Based on the reasoning and citation of authority set forth above, the Motion for Summary Judgment (Doc. # 20) filed by Defendant Carolyn Van Dyne is sustained. Given that the Court's ruling herein does not dispose of this litigation, this Decision is not a final, appealable order.


[1] Counts I-III of Siskaninetz's Complaint are directed toward only Wright State University. Count IV is directed toward Wright State University and the individual Defendants, including Van Dyne.

[2] In light of this conclusion, the Court's analysis herein will not address Van Dyne's second argument.

[3] For purposes of ruling on Van Dyne's Motion for Summary Judgment, the Court will construe the facts, and all reasonable inferences drawn therefrom, in a light most favorable to Siskaninetz, who is the non-moving party. In its substantive analysis, infra, the Court will recite additional pertinent facts, again construing those facts and all reasonable inferences most strongly in favor of Siskaninetz.

In opposition to Van Dyne's Motion for Summary Judgment, Siskaninetz has provided the Court with her own affidavit and a number of other Exhibits. For purposes of its analysis herein, the Court will cite Siskaninetz's affidavit and the other Exhibits only to the extent that they provide a factual context for this litigation and/or are relevant to her § 1983 claim, which is the only claim presently at issue. Insofar as Siskaninetz alleges facts that are relevant only to her other three claims, the Court need not discuss them at this time.

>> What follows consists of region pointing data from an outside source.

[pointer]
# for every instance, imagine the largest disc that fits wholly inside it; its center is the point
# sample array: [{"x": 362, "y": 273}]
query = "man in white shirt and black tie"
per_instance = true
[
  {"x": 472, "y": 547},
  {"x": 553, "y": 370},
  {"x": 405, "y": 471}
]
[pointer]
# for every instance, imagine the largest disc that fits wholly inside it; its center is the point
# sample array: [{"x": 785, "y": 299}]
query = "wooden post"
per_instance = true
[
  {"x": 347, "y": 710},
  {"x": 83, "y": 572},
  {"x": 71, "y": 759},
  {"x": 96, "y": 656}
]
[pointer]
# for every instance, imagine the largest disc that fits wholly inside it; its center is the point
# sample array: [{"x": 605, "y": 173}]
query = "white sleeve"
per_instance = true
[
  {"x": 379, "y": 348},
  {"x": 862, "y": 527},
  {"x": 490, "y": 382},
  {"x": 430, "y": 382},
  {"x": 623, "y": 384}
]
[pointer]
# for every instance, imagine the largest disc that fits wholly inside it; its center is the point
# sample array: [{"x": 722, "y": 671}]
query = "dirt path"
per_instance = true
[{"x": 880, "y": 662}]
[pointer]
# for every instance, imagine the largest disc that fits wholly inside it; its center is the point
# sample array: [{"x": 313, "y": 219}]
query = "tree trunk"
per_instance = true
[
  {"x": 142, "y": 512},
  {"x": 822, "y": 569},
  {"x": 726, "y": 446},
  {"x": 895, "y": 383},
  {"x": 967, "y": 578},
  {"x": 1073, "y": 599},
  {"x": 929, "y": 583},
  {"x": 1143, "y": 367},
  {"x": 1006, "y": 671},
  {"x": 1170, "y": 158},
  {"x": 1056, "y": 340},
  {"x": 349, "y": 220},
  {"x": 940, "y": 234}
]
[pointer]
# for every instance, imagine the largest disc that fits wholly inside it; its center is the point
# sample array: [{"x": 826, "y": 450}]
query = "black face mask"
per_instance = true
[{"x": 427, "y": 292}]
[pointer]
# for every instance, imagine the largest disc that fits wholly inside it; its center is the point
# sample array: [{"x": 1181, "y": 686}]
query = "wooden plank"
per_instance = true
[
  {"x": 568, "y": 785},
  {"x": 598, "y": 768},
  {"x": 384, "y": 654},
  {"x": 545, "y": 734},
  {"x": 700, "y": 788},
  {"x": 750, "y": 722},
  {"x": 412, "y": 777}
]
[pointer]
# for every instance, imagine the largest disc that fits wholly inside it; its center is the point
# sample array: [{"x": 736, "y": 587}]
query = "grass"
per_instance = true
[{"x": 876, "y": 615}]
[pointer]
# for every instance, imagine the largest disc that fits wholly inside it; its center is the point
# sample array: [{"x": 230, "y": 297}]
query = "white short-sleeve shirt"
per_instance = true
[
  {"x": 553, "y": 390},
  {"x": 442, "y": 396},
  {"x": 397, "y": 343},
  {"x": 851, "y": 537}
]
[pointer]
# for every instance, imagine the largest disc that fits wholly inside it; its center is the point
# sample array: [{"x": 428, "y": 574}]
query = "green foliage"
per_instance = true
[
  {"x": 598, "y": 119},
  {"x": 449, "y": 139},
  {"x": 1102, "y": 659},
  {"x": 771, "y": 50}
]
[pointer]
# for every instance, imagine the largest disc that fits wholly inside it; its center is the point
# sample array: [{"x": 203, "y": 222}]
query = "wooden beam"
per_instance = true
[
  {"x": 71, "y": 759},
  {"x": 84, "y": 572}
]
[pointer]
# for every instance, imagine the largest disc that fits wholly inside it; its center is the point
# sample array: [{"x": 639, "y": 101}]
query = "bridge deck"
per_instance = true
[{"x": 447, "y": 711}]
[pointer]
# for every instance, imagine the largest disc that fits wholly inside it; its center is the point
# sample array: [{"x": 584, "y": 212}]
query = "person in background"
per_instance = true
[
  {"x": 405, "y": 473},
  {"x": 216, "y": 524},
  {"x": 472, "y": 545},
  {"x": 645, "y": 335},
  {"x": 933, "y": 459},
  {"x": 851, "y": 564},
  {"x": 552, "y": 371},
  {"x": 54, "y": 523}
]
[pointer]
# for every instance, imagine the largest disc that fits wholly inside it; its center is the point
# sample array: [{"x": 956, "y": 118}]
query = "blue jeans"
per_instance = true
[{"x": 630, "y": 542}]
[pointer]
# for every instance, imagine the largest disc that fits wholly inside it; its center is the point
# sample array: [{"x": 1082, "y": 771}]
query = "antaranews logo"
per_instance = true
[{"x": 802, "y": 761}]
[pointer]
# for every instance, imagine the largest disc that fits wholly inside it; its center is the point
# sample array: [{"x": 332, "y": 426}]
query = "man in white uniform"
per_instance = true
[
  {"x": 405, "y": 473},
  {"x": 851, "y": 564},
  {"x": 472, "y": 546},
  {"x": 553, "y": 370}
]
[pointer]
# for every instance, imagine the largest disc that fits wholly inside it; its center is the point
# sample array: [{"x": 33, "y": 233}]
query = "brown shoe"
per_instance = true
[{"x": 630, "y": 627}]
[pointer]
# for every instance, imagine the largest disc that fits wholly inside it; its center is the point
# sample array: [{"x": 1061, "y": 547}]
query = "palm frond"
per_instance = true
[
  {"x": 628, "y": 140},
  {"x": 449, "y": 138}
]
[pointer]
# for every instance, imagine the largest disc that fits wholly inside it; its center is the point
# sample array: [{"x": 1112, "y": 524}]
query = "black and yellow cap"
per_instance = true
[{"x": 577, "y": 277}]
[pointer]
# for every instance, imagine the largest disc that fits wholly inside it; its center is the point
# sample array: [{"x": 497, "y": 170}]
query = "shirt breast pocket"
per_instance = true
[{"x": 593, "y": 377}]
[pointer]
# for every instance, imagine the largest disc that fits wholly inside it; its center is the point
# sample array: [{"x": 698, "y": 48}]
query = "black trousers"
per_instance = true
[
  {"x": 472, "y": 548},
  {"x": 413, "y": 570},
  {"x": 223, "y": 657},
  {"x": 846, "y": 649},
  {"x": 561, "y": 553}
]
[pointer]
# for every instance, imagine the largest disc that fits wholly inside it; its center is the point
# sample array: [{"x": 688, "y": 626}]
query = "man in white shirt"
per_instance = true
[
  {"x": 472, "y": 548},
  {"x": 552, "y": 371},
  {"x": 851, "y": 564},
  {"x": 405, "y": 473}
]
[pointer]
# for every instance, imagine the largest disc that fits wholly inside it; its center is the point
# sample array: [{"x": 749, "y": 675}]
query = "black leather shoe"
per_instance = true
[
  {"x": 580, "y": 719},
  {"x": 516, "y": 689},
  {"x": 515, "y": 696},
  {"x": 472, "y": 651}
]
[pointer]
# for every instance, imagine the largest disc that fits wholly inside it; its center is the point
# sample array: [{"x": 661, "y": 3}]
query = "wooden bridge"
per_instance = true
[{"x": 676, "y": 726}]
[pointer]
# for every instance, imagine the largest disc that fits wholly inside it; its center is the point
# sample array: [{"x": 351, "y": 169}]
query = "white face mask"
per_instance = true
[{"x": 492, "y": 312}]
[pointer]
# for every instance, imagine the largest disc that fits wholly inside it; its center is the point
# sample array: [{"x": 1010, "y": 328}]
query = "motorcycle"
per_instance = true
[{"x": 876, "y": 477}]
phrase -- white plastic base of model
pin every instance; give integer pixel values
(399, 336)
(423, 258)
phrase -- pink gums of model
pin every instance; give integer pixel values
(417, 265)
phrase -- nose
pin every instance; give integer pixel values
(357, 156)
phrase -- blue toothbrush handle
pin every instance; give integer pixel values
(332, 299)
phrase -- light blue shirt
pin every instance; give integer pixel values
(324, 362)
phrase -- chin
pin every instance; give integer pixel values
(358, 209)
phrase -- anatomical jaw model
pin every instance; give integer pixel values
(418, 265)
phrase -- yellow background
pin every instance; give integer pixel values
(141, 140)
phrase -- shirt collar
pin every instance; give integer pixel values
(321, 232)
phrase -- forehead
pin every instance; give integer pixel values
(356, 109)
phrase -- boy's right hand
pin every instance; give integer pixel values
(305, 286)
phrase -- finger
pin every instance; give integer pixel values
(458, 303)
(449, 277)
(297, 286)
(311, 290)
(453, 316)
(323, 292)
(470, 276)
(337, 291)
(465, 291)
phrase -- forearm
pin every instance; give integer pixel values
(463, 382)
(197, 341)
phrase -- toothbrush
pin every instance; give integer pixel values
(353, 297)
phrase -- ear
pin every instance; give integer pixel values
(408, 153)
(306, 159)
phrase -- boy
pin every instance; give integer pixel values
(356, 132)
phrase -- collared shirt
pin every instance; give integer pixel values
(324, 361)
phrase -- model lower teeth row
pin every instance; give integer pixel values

[4] With respect to Wright State University, Siskaninetz is unquestionably correct. "A state university without question is a state actor." NCAA v. Tarkanian, 488 U.S. 179, 192, 109 S. Ct. 454, 102 L. Ed. 2d 469 (1988). For present purposes, the Court also will assume, arguendo, that an adjunct assistant professor at a state university is a state actor.

[5] Siskaninetz also notes that the contract "explicitly prohibits discrimination against nursing students on the basis of handicap...." (Doc. # 29 at 16). Although this assertion is true, it has no bearing on whether Van Dyne was acting "under color of state law."